Dr Adrian Davis, managing director at (ISC) ² EMEA, said that companies need to identify what's normal in their analytics.
“It's about identifying what's normal and then keep going,” said Davis, a former analyst at the Information Security Forum. “Too often, they suffer a data breach, and organisations kind of stop. Everyone's running around like a headless chicken,” he added before urging the need for an incident response plan.
He went on to detail the need for proper log management.
“Logs are not necessary to be kept beyond three to six months,” said Davis. “So if the logging is only 30 days by the time they are called in, the logs are overridden.
“It's a practical thing,” said Dr Geraint Price, lecturer in information security at the Royal Holloway University. “I wouldn't want to keep logs for six months.”
Matt Palmer, chair of the Channel Islands Information Security Forum (CIISF), said that it's also an issue of keeping the right logged information and whether the organisation is making use of that.
Detection can go on for months
Proper log management has its advantages and this is borne out in Trustwave's finding that those that self-detect breaches react much faster to remediation than those that rely on third parties.
The firm's data revealed that the median time from intrusion to detection was 87 days, and another seven days to containment.
When data breaches are self-detected, however, Trustwave says that companies go from intrusion to detection in 31.5 days (compared to 108 days by third-party) and detection to containment in just a day (14 days).

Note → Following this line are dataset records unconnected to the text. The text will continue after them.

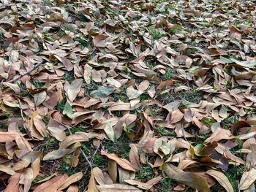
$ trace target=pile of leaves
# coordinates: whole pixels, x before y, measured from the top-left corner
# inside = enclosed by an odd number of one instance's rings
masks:
[[[255,1],[0,2],[1,190],[255,191]]]

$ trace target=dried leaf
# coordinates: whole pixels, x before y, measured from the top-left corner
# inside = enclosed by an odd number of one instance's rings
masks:
[[[227,192],[234,191],[227,177],[222,172],[210,169],[206,172],[206,174],[214,177]]]
[[[241,190],[249,188],[256,180],[256,169],[252,169],[247,172],[244,172],[241,178],[239,188]]]
[[[120,165],[124,169],[136,172],[136,170],[133,169],[131,163],[124,158],[118,158],[113,153],[106,153],[102,152],[101,155],[106,155],[108,158],[115,161],[118,165]]]
[[[80,89],[82,86],[83,80],[77,79],[75,80],[70,85],[69,89],[67,90],[67,97],[71,102],[72,102],[77,97]]]

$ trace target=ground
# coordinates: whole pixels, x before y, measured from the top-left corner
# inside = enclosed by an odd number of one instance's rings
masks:
[[[0,190],[255,191],[255,1],[0,1]]]

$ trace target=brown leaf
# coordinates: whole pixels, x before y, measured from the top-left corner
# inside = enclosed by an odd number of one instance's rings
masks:
[[[140,158],[136,145],[134,144],[130,144],[129,146],[131,147],[131,150],[129,153],[129,161],[131,161],[131,164],[134,169],[139,169]]]
[[[95,36],[93,39],[93,42],[94,46],[99,47],[104,47],[106,45],[106,39],[107,36],[104,34],[98,34]]]
[[[108,166],[108,174],[113,183],[116,183],[117,177],[116,162],[113,160],[110,160]]]
[[[56,192],[67,178],[66,174],[57,176],[36,187],[33,192]]]
[[[173,179],[179,183],[185,184],[198,192],[210,192],[207,182],[201,177],[192,172],[181,172],[174,175]]]
[[[144,190],[149,190],[153,187],[152,184],[144,183],[138,180],[125,180],[124,181],[129,185],[135,185],[138,188],[144,189]]]
[[[76,132],[74,134],[71,134],[67,137],[61,143],[59,149],[67,149],[69,145],[72,145],[73,143],[88,141],[89,138],[85,133]]]
[[[69,89],[67,90],[67,94],[69,101],[72,102],[78,94],[80,89],[82,86],[83,80],[77,79],[75,80],[70,85]]]
[[[206,172],[206,174],[214,177],[219,182],[219,183],[223,188],[225,188],[225,189],[227,192],[233,192],[234,191],[234,190],[233,189],[233,187],[232,187],[230,181],[228,180],[227,177],[222,172],[219,172],[219,171],[216,171],[214,169],[210,169],[210,170],[208,170]]]
[[[256,180],[256,169],[252,169],[249,172],[244,172],[241,178],[239,188],[241,190],[249,188]]]
[[[222,128],[218,128],[215,130],[215,131],[210,136],[210,137],[207,138],[205,141],[206,142],[219,142],[224,139],[227,139],[231,136],[231,132],[229,130],[224,129]]]
[[[128,160],[118,158],[113,153],[107,153],[102,152],[101,155],[106,155],[108,158],[115,161],[118,165],[120,165],[124,169],[127,169],[129,171],[132,171],[132,172],[136,172],[136,170],[135,169],[133,169],[131,163],[129,162]]]
[[[18,192],[19,181],[21,173],[15,173],[10,177],[8,180],[8,185],[5,189],[5,192]]]
[[[15,139],[16,137],[20,136],[19,133],[16,132],[0,132],[0,142],[11,142]]]
[[[69,186],[72,183],[75,183],[83,177],[83,172],[80,172],[78,173],[75,173],[70,177],[69,177],[66,180],[63,182],[61,185],[58,188],[58,190],[63,190],[68,186]]]
[[[60,58],[61,59],[61,62],[64,64],[64,66],[66,67],[67,71],[73,70],[73,66],[71,64],[69,60],[68,60],[67,58],[66,58],[64,57],[60,57]]]
[[[124,184],[112,184],[112,185],[97,185],[97,188],[99,191],[125,191],[125,192],[142,192],[141,190],[130,185]]]

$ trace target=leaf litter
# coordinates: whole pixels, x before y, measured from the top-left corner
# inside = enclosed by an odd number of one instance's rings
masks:
[[[255,4],[0,1],[0,190],[254,191]]]

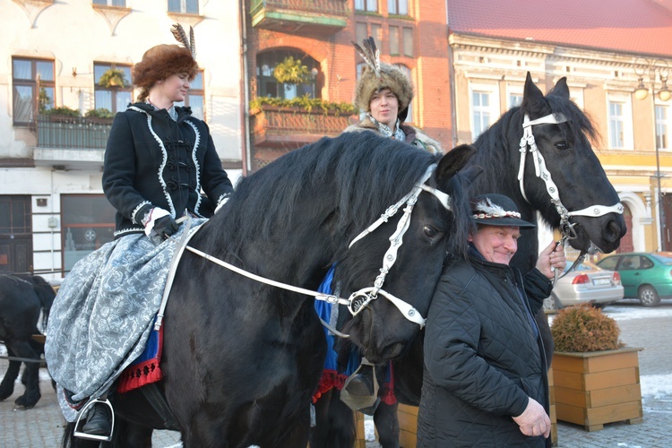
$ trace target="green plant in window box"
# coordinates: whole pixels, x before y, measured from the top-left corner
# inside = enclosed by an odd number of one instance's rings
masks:
[[[100,75],[100,79],[98,80],[98,85],[100,87],[128,87],[130,84],[126,81],[126,74],[123,70],[118,68],[108,68],[103,74]]]
[[[250,111],[254,115],[263,107],[278,108],[280,109],[313,112],[322,111],[324,115],[350,116],[358,113],[357,108],[346,102],[325,101],[320,98],[310,98],[308,95],[283,99],[280,98],[257,97],[250,101]]]
[[[61,106],[58,108],[51,108],[49,109],[45,109],[41,113],[41,115],[58,116],[73,116],[77,118],[82,116],[79,109],[73,109],[72,108],[68,108],[67,106]]]
[[[113,114],[109,109],[105,108],[99,108],[97,109],[90,109],[84,114],[87,118],[114,118]]]
[[[301,84],[312,81],[308,67],[301,64],[301,59],[294,59],[293,56],[285,57],[284,61],[275,66],[273,77],[278,82],[287,84]]]

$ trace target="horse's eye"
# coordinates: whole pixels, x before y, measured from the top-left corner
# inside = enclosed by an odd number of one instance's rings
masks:
[[[422,229],[425,232],[425,235],[426,235],[430,238],[433,238],[436,236],[436,229],[433,227],[425,226]]]

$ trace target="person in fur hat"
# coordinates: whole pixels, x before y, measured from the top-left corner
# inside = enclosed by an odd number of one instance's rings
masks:
[[[404,124],[409,105],[413,99],[413,84],[408,76],[394,65],[380,62],[374,38],[364,39],[361,47],[355,42],[353,45],[366,63],[355,88],[355,106],[366,112],[366,115],[359,123],[348,126],[345,132],[372,131],[433,154],[442,154],[444,151],[438,142],[419,129]],[[315,307],[317,306],[316,304]],[[357,366],[354,358],[358,356],[357,350],[350,353],[346,372],[352,369],[353,364]],[[353,409],[358,409],[369,415],[375,410],[379,402],[374,381],[375,370],[371,363],[362,358],[358,367],[345,381],[341,400]],[[389,375],[387,373],[385,376]],[[392,391],[383,391],[383,395],[392,393]]]
[[[71,422],[86,418],[84,438],[109,440],[108,393],[159,333],[150,329],[177,246],[165,240],[202,224],[233,192],[208,125],[175,106],[198,64],[194,30],[191,39],[179,25],[171,30],[182,45],[152,47],[134,66],[138,102],[116,114],[108,139],[102,186],[116,209],[115,239],[65,277],[47,329],[61,409]],[[188,225],[178,223],[185,217]],[[160,379],[159,355],[142,359],[155,362],[145,383]]]
[[[364,39],[362,47],[353,44],[366,63],[355,88],[355,106],[366,112],[366,116],[359,123],[348,126],[345,132],[374,131],[433,154],[443,153],[438,142],[404,124],[414,94],[408,76],[394,65],[380,62],[374,38]]]

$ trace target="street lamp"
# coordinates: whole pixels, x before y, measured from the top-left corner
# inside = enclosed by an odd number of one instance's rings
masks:
[[[649,96],[649,87],[651,90],[651,105],[653,107],[653,145],[656,149],[656,179],[658,182],[658,211],[660,228],[660,247],[659,250],[667,250],[665,245],[665,208],[663,206],[663,192],[660,188],[660,156],[659,153],[659,145],[658,142],[658,133],[656,132],[656,94],[661,101],[668,101],[672,97],[672,91],[668,88],[668,75],[669,74],[669,66],[666,61],[660,59],[647,59],[645,57],[637,57],[633,64],[634,66],[634,74],[639,78],[637,80],[637,88],[634,90],[634,98],[637,99],[646,99]],[[648,74],[649,78],[644,82],[644,77]],[[660,80],[660,89],[656,92],[656,80]]]

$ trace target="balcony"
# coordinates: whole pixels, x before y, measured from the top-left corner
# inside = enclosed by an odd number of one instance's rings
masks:
[[[103,166],[111,118],[38,116],[36,166],[91,169]]]
[[[252,26],[291,34],[331,36],[348,25],[347,0],[252,0]]]
[[[350,124],[349,115],[266,105],[253,110],[250,120],[254,171],[322,137],[335,137]]]

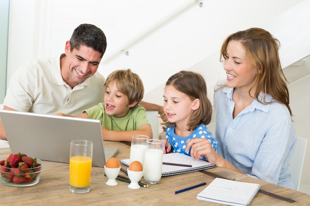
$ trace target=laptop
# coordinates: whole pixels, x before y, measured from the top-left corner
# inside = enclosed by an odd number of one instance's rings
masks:
[[[93,142],[93,166],[103,167],[118,147],[103,145],[100,120],[0,110],[0,119],[12,154],[69,163],[70,142]]]

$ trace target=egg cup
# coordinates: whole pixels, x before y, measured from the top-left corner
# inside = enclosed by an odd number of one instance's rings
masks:
[[[127,168],[128,177],[130,180],[130,184],[128,187],[131,189],[139,189],[140,186],[138,183],[143,176],[143,170],[141,171],[131,171]]]
[[[108,180],[105,182],[105,184],[109,186],[117,185],[117,182],[115,180],[116,177],[119,174],[120,171],[120,166],[118,168],[108,168],[105,165],[104,167],[104,172],[107,177]]]

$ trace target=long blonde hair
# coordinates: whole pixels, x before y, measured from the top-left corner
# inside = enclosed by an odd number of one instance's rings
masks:
[[[283,74],[278,50],[280,42],[268,32],[260,28],[253,28],[241,31],[229,36],[224,41],[221,48],[221,62],[225,61],[229,42],[234,40],[241,42],[245,48],[250,62],[256,69],[255,79],[256,90],[253,97],[262,104],[266,102],[266,95],[268,93],[276,101],[284,104],[293,115],[289,106],[287,80]],[[260,70],[260,72],[259,71]],[[252,88],[249,91],[249,94]],[[258,96],[263,94],[263,100]]]

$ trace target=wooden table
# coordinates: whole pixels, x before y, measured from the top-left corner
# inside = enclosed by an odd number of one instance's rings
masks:
[[[129,158],[130,146],[120,142],[105,141],[105,146],[116,146],[119,151],[119,160]],[[21,151],[22,152],[22,151]],[[10,153],[9,148],[0,149],[0,160]],[[162,177],[158,184],[149,188],[131,189],[128,183],[117,180],[118,184],[109,186],[105,183],[107,177],[104,169],[93,167],[91,191],[86,194],[71,193],[69,191],[69,164],[44,162],[40,182],[26,187],[14,187],[0,184],[0,205],[1,206],[219,206],[220,204],[199,201],[196,195],[206,187],[200,187],[174,195],[174,191],[206,182],[209,184],[214,177],[201,172]],[[122,168],[127,167],[121,165]],[[230,179],[258,183],[261,189],[293,199],[290,203],[258,193],[251,204],[253,206],[310,205],[310,196],[239,174],[227,169],[218,167],[207,169]],[[125,174],[120,172],[120,174]],[[143,179],[142,179],[143,180]]]

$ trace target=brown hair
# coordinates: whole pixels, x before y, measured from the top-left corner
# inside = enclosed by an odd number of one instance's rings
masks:
[[[104,83],[104,89],[106,89],[107,85],[113,81],[116,82],[119,91],[127,96],[129,104],[137,101],[136,106],[143,98],[144,87],[142,81],[139,75],[133,73],[130,69],[116,70],[110,74]]]
[[[188,71],[181,71],[171,76],[166,86],[172,85],[180,92],[186,94],[191,100],[199,98],[200,107],[193,111],[187,123],[189,130],[195,129],[202,124],[207,124],[211,121],[212,105],[207,96],[207,85],[203,76]],[[165,125],[174,126],[175,123],[167,122]]]
[[[224,41],[221,48],[221,62],[226,59],[227,46],[232,40],[243,44],[250,62],[256,70],[255,99],[262,104],[270,104],[265,101],[266,95],[269,93],[276,101],[285,105],[292,116],[287,80],[279,57],[279,41],[268,32],[258,28],[236,32]],[[249,94],[252,89],[249,91]],[[260,92],[263,94],[262,101],[258,98]]]

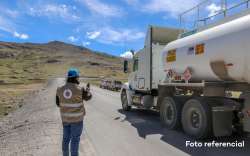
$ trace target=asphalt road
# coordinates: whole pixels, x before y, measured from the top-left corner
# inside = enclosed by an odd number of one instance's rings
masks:
[[[62,83],[62,79],[50,81],[44,89],[27,97],[22,108],[0,120],[0,156],[61,155],[62,126],[55,105],[55,90]],[[244,148],[186,147],[186,141],[195,140],[181,130],[163,128],[157,112],[137,109],[124,112],[118,92],[94,86],[91,91],[93,99],[86,102],[80,156],[250,154],[249,139],[240,137],[213,139],[218,142],[244,140]]]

These companies are clearly in the minority though, as Trustwave indicates that 71 percent of victims did not detect themselves and instead relied on a third party.

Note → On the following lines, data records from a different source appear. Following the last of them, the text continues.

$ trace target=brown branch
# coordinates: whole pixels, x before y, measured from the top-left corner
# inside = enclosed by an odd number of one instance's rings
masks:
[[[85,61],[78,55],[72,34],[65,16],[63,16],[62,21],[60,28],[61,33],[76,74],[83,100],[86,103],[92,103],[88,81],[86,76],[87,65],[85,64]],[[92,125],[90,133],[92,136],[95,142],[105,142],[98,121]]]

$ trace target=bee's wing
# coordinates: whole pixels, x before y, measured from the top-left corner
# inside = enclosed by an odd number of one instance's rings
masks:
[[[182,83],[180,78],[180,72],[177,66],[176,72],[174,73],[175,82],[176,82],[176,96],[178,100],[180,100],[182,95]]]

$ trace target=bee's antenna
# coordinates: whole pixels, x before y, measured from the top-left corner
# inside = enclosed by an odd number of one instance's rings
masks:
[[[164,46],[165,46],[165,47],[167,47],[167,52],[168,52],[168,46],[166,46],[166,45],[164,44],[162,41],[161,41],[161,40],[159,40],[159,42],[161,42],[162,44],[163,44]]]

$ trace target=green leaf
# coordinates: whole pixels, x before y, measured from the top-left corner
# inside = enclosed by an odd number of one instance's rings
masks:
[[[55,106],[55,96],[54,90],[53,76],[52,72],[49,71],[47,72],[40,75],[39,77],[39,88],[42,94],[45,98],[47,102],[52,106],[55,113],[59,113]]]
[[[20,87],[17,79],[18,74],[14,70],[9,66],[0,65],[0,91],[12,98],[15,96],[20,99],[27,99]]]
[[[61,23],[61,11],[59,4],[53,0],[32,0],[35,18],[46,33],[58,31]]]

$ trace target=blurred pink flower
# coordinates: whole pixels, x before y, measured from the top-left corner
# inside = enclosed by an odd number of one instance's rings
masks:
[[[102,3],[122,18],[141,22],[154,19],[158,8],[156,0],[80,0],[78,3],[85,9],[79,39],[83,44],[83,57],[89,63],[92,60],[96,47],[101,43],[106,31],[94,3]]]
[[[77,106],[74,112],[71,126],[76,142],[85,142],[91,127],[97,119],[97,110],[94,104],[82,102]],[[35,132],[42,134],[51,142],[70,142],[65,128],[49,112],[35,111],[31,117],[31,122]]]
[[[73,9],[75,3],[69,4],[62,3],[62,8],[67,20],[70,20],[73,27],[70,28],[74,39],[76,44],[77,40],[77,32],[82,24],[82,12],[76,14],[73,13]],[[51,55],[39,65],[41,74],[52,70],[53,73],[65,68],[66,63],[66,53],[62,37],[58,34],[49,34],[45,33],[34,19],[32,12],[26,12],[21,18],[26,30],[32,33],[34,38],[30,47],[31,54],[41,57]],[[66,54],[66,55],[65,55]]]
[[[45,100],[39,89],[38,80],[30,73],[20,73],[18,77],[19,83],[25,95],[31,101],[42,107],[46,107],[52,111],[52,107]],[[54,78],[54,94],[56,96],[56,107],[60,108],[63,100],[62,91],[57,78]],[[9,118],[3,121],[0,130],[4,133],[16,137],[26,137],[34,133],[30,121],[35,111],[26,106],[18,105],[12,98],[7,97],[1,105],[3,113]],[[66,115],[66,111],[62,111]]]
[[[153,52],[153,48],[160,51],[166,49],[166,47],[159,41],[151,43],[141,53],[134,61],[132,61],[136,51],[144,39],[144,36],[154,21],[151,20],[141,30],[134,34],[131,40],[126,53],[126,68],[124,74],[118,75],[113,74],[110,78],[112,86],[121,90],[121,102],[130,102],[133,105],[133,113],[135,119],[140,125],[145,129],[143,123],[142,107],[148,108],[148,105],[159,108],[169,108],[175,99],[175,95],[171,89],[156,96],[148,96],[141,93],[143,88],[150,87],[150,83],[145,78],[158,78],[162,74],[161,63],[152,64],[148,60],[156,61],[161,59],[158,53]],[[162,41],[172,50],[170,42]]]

“Organisations able to self-detect have much better time frames with containment, and shorter windows from intrusion to detection,” said Yeo.
Outsourcing carries own risks
Panellists also discussed the risks of outsourcing, a topical issue given the Target breach, and the report neither confirmed nor denied that third-parties can be riskier than the company's own IT teams.
Trustwave states that 46 percent of data breaches were down to ‘outside' companies, with this figure at 54 percent for in-house IT. Yeo said that this would likely be higher for those companies making “very poor” outsourcing decisions, but Price said that outsourcing was no guarantee of success.
“Outsourcing clearlyprovides no guarantee of getting better results,” he said.
In terms of responding to data breaches, the panel said that companies should be focusing on detective work, such as sniffing around suspicious outbound data, suspicious files, geographic anomalies, changes to window registry and account activity.
Davis said that incident response plans should not accumulate dust under the carpet but rather be tested on a regular basis.
“Incident response plans are one of those dusty documents that doesn't really get looked at until the middle of a compromise. It's important to test those plans and procedures."